I hate how everybody thinks I'm crazy
I hate how I can't eat something without torturing myself before or afterwards
I hate the fact that I can't eat something without throwing it up
I hate having to have cuts and scars on my body to make myself happy
I hate how I let boys use me because my self esteem is so low
I hate my body
I hate my mind I hate myself
I hate the fact that I hate myself
I hate the fact that I hate everybody else too
I hate how when I try to think of something that I love,
I can't think of anything
"In the driest whitest stretch of pains infinate desert, I lost my sanity, and found this rose"
i hate my lack of control
i hate police
i hate social services
i hate ambulances
i hate idiots at my college
i hate my body
i hate that im not succeeding
i hate me
i hate what is happening to my family
"We are all in the gutter, but some of us are looking at the stars"
- Oscar Wilde
I hate being completely ignored
I hate feeling like I'm going to explode
I hate being lonely
I HATE being IGNORED
I hate being totally shut out
I hate being broke
I hate that everything I want right now costs so much
I hate the craving
I LOVE the craving
I hate that I feel a little bit too good to SI
I hate being asked questions
I hate not having answers
I hate her not talking to me
I hate her talking to me when she's like that
I hate that I have no self control
I hate rudeness
I hate that I can't change
I hate that I can't tell someone how I feel
I hate that I have to hide my scars and think about where I cut before I do it
I live for the day where I look in the mirror and am happy to be me........................................

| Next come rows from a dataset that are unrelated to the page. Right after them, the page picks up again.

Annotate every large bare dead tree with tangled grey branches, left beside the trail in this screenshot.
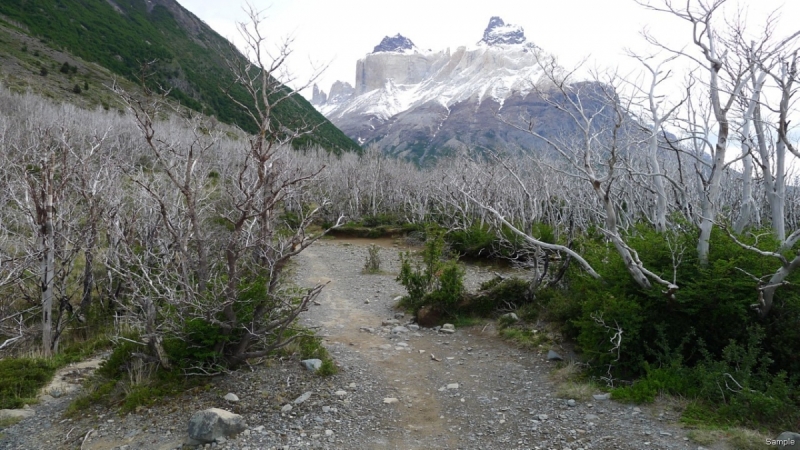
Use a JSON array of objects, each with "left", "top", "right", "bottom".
[{"left": 113, "top": 9, "right": 342, "bottom": 373}]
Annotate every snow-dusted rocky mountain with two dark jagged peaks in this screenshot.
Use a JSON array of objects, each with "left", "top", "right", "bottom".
[{"left": 312, "top": 17, "right": 600, "bottom": 163}]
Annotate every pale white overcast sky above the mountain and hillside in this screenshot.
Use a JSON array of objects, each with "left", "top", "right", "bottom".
[{"left": 178, "top": 0, "right": 800, "bottom": 97}]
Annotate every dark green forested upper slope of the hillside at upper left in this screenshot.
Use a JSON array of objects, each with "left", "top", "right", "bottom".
[{"left": 0, "top": 0, "right": 358, "bottom": 152}]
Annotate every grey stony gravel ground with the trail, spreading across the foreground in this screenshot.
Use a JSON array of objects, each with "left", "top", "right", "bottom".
[{"left": 0, "top": 237, "right": 724, "bottom": 450}]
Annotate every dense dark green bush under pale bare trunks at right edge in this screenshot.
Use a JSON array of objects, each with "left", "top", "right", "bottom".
[{"left": 555, "top": 227, "right": 800, "bottom": 429}]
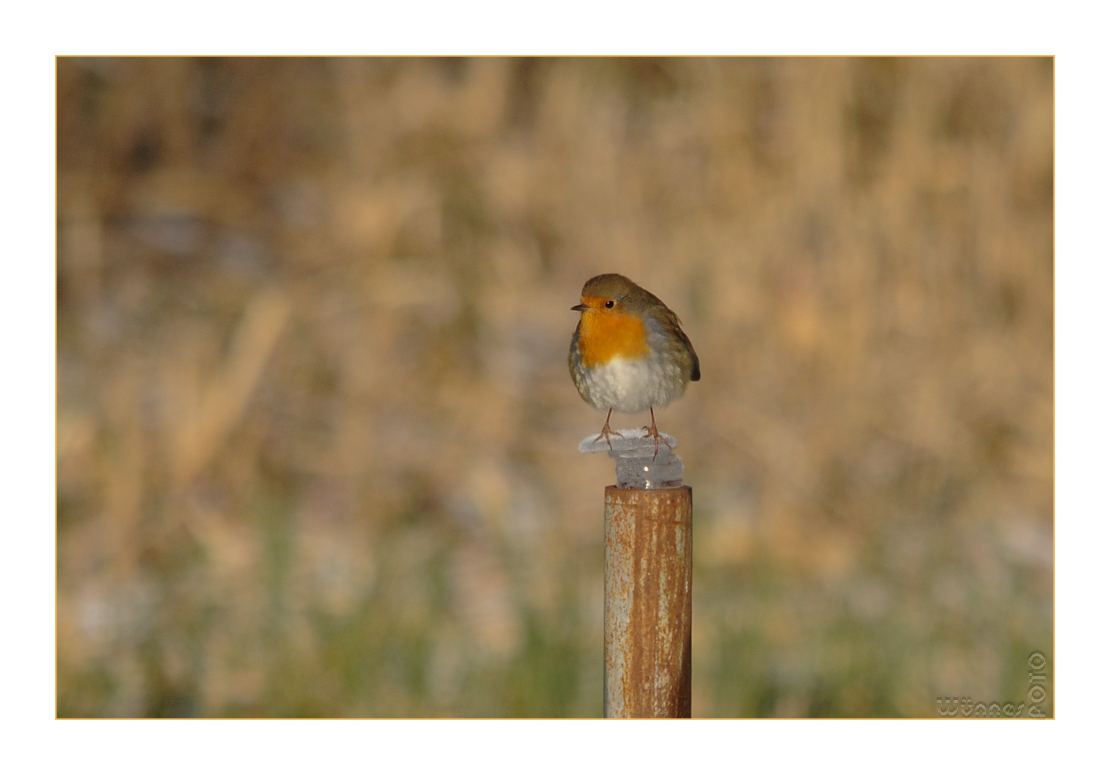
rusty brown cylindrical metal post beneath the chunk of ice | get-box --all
[605,485,694,718]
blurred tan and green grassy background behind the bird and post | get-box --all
[57,58,1053,717]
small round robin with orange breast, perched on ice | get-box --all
[568,274,702,454]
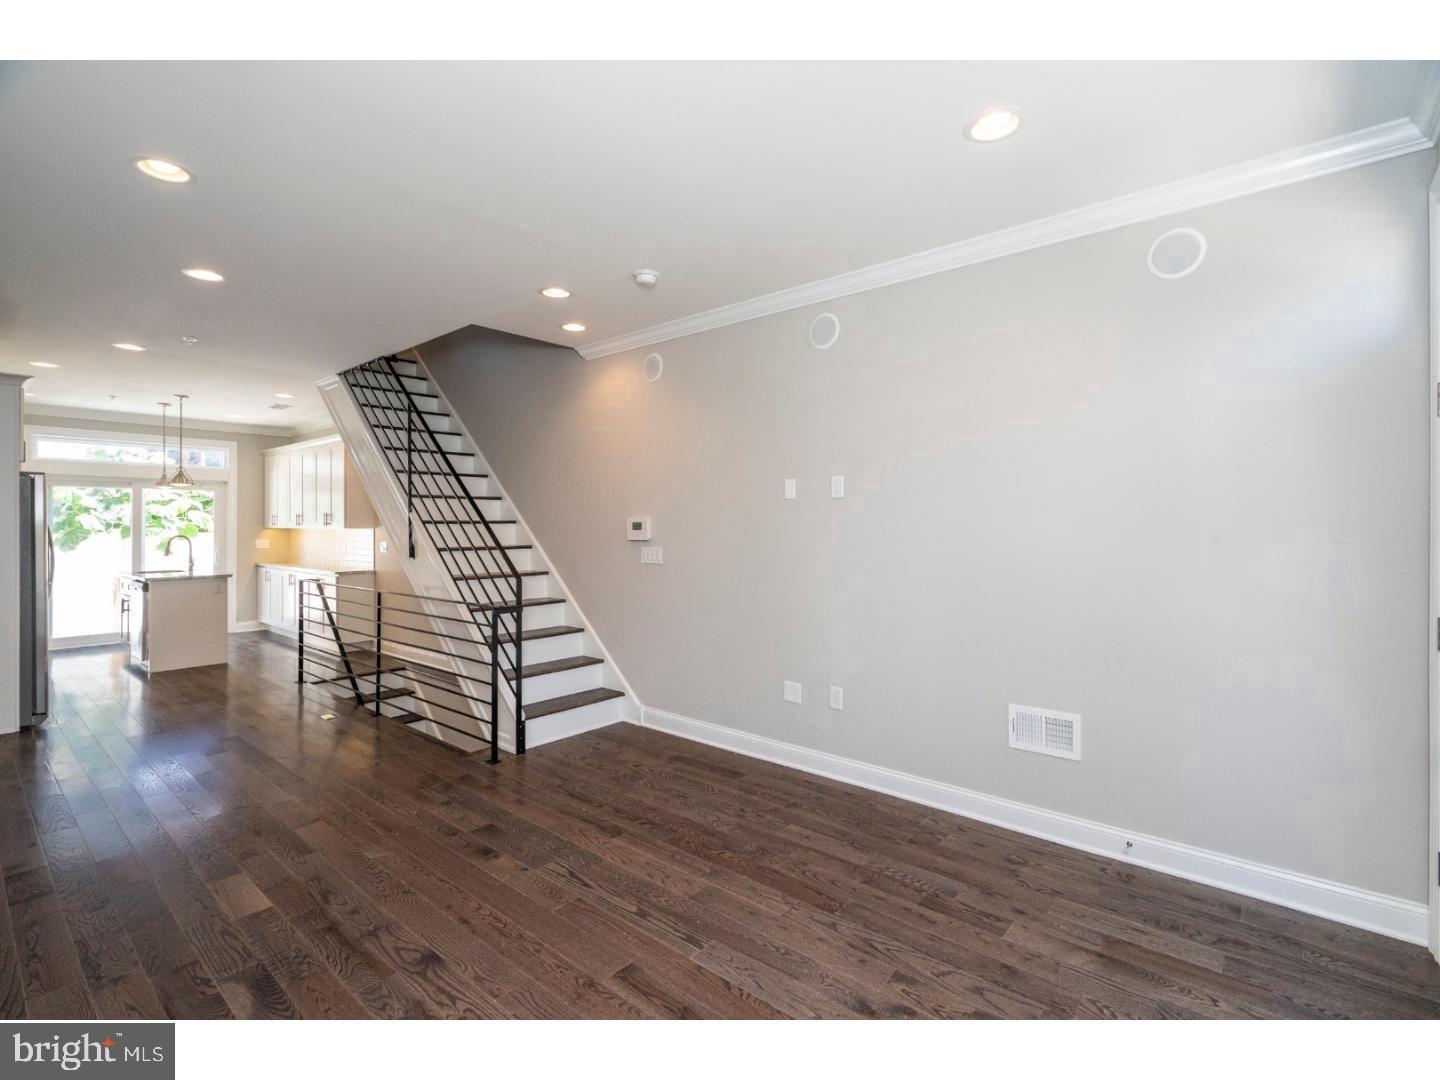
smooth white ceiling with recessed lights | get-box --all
[0,62,1426,428]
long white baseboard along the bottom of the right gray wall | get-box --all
[641,707,1430,945]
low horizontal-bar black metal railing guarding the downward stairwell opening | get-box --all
[297,577,501,762]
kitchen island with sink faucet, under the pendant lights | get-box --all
[120,570,230,674]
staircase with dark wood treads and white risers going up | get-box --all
[315,357,635,753]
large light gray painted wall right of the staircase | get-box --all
[420,153,1436,901]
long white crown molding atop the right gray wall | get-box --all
[576,120,1436,360]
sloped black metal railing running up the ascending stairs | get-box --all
[343,357,526,753]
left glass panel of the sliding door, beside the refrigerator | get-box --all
[49,481,134,647]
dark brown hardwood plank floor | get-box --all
[0,634,1440,1018]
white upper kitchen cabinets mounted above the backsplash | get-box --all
[265,435,377,528]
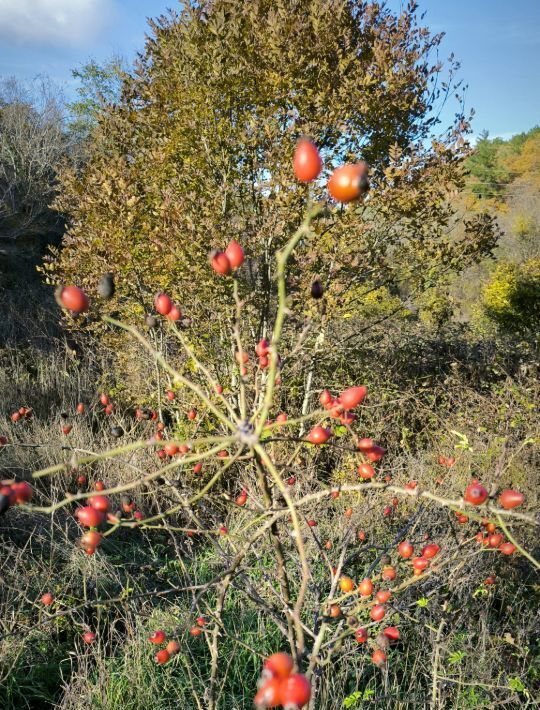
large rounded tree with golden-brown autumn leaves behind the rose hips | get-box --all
[46,0,495,378]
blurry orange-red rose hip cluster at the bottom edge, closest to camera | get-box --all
[253,652,311,710]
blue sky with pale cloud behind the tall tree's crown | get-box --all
[0,0,540,137]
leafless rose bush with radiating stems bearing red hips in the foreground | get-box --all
[0,138,539,710]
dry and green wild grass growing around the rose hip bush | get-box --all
[0,342,540,710]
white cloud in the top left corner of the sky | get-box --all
[0,0,114,47]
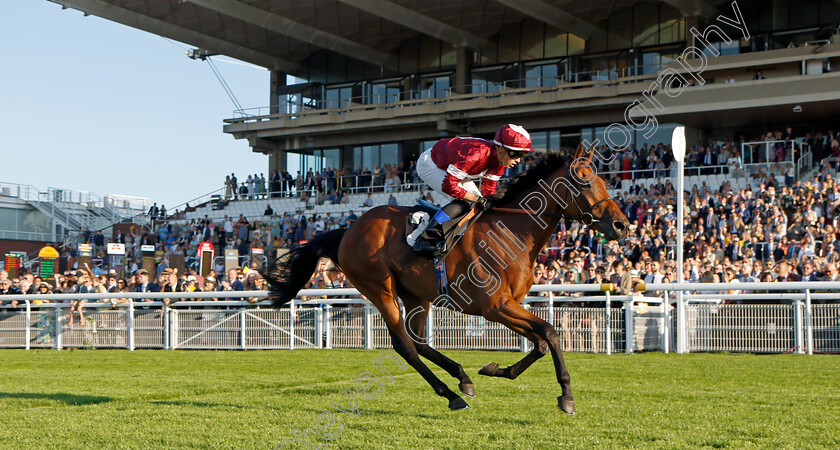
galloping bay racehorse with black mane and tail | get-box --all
[263,145,629,414]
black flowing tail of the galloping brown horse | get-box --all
[260,229,347,308]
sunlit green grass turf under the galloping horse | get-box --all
[0,350,840,449]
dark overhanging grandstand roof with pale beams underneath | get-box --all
[50,0,726,72]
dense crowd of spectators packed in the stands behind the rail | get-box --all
[0,129,840,310]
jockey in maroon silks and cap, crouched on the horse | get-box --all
[413,124,533,253]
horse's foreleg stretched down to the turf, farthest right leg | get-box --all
[484,302,575,414]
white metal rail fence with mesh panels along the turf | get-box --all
[0,282,840,354]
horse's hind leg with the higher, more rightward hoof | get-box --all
[400,291,475,397]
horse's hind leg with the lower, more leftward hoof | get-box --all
[356,279,469,411]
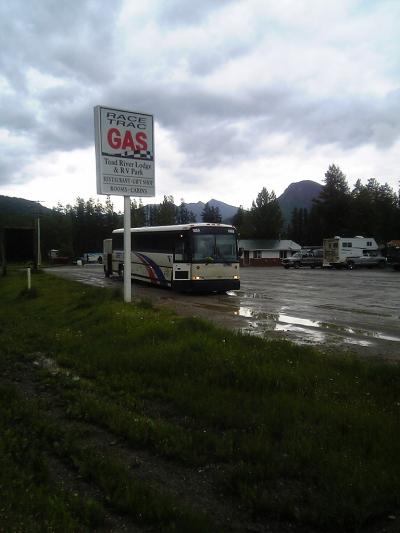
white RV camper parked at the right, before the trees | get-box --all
[323,235,385,268]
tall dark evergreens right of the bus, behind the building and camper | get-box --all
[233,165,400,246]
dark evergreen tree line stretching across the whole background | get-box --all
[0,165,400,257]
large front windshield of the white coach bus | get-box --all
[192,233,238,263]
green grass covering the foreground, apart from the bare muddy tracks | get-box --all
[0,272,400,531]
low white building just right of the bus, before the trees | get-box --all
[239,239,301,266]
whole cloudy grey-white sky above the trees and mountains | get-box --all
[0,0,400,211]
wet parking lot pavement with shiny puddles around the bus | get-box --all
[47,265,400,359]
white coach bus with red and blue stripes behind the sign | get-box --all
[103,223,240,292]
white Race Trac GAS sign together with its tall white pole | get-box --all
[94,106,155,302]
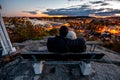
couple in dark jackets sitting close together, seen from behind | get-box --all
[47,26,86,52]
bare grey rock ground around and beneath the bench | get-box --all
[0,40,120,80]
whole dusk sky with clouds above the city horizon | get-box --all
[0,0,120,17]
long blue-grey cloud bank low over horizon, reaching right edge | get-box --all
[43,5,120,16]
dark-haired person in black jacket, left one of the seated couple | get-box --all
[47,26,68,52]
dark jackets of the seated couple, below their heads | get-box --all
[47,36,86,52]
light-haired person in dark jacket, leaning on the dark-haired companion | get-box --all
[66,26,86,52]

............................................I seem to be dillusional
I hate me
I hate him for what he did
I hate it when people stare
I hate who I have become
I hate not being strong enough
I hate my life
I hate feeling like this
I hate the fact that i will never be good enough for him.
I hate the fact that i will never be the one he dreams of.
I hate how we have drifted apart.
I hate that i am constantly jealous of my friends happiness, when i should be glad they are happy.
I hate my how my flatmate always rubs his happiness in my face.
I hate how my friends back home have forgotten about me.
I hate how the boys only get in touch with me when it is something to do with the band.
I hate that I am a pushover.
I hate having to lie about my new life.
I hate how he thinks he can walk in and out of my life and expect everything to be perfect.
I hate how he always puts me down yet he hardly knows me.
I hate that i'm losing control.
I hate myself for being this way.
I hate how selfish all of my friends are.
I hate how isolated i have become.
I hate how much i drink and smoke.
I hate how nothing ever goes my way.